Cam had flown 302s, a wide variety of planes, and enough alien space ships that he’d stopped keeping count, but
never anything like this. He almost wished for something to fight – even something to fly round would do – because
the jumper was amazing, responding to his every thought, and he’d said that about stuff he’d flown before, but
he’d never known how different it would feel when he meant it literally. It was every pilot’s wet dream, and he
thought he could do this forever.
Until he remembered that there was a very real possibility he’d have to.
*
Like
Sheppard, who’d taught him, Cam flew with his hands on the controls even though he didn’t really need to –
they were going in pretty much a dead straight line and any obstacles were big enough to see long before there was any risk
of hitting them. It was comforting though, reassuringly familiar, like the 24 hour clock in the bottom of the jumper’s
display screen, telling them they’d been traveling for nearly four days, despite the meaningless of an Earth clock in
space.
“Four weeks,” Sheppard had said, staring at the line running between their current position and
Atlantis.
“Can you live in a jumper for four weeks?” Cam had asked. Sheppard had still been doing all the
flying then, Cam’s brand new ATA gene (courtesy of Keller and Lam’s research into a new and improved delivery
system, and Landry’s decision that everyone should get the therapy) still making him faintly dizzy around the Ancient
tech,
“We could live for months on the stuff that’s packed into jumpers these days,” Sheppard had
said in a voice that told of hard won experience.
Neither of them had mentioned how, if this didn’t work, they
might have to.
*
Once Cam could fly without getting so dizzy the ship started spinning, their day was split
into chunks allocated to eating, sleeping and flying, a routine they stuck to as rigidly as Cam remembered doing during his
first days in the Air Force. John was wary of relying on the jumper’s auto-pilot for any length of time, so they both
spent a lot of time flying while the other one slept, MREs covering for the fact that one person’s breakfast was the
other’s evening meal.
It didn’t matter anyway – Cam was just grateful for someone to talk to.
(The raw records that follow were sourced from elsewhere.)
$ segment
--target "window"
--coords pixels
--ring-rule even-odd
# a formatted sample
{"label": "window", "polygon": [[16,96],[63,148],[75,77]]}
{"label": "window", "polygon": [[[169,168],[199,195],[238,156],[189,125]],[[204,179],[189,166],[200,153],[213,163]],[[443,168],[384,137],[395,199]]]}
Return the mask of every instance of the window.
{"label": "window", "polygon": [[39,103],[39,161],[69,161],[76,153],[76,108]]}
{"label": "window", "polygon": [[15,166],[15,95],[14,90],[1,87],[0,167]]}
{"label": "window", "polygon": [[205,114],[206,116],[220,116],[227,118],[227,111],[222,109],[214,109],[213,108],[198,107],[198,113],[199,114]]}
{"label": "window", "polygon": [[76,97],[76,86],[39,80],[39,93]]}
Sam
had said, when they got back to Earth, that they'd probably never remember anything of their fifty years on the Prometheus,
but Cam still dreamed of empty space, running through a deserted ship, going slowly crazy, and knew he wasn’t inventing
it. He woke up sometimes to Sheppard’s hand on his shoulder, Sheppard’s face twisted in sympathy, and thought
about the mission reports he’d read from Atlantis, all the times Sheppard had been cut off from his people and figured
Sheppard understood.
A chime sounded brightly, an alarm symbol appearing by the clock, and Sheppard stirred in the
back of the jumper. Cam was never sure if he actually slept or was just faking it – he always looked exhausted, but
Cam *was* sleeping and he knew it didn’t make a difference.
“Morning,” Cam offered, getting a grunt
from Sheppard who, sleeping or not, didn’t appear to be a morning person.
Sheppard stomped around the back of
the jumper for a few minutes, then came up front and took the co-pilot’s seat. “Anything happen?”
“Well,
there was a giant space squid, but I managed to dodge him,” Cam said.
“Good to know,” Sheppard said
solemnly, then threw an MRE at Cam’s head. “Any change on the DHD?”
When the Inter-Galactic Gate
Bridge had spat them out partway through the Midway Station-Atlantis section, they’d been in the middle of nowhere,
literally, with a DHD that refused to dial, no way of contacting either Earth or Atlantis, and the Daedalus grounded
to fix a problem with the hyper-drive. Stranded, in other words, through neither of them had said that out loud.
“Still
nothing,” Cam said, shaking himself out of the memory. He wasn’t even supposed to be in Pegasus, but Sheppard
had been making the bi-monthly test run through the bridge and he’d talked Landry into letting Cam spend his week of
down-time learning to fly the jumpers.
“We probably need to be nearer a planet with a gate,” Sheppard said,
opening his MRE and making a face. ”Thought this was something else. Switch?”
“What is it?”
Cam asked dubiously. Four weeks was long enough to be surviving on MREs without having to start in on the truly awful ones.
“Chicken
surprise,” Sheppard said, still pulling the face, and Cam took pity on him, tossing over his own.
They ate in
silence, staring out of the jumper window, though the view didn’t have a lot to recommend it – space was space,
endless and black, nothing like the night sky from home. Cam couldn’t help feeling that there was a reason he wanted
to go through stargates and not up in space ships. Space was a hell of a lot more interesting when you could get across it
in seconds and go straight to the good stuff.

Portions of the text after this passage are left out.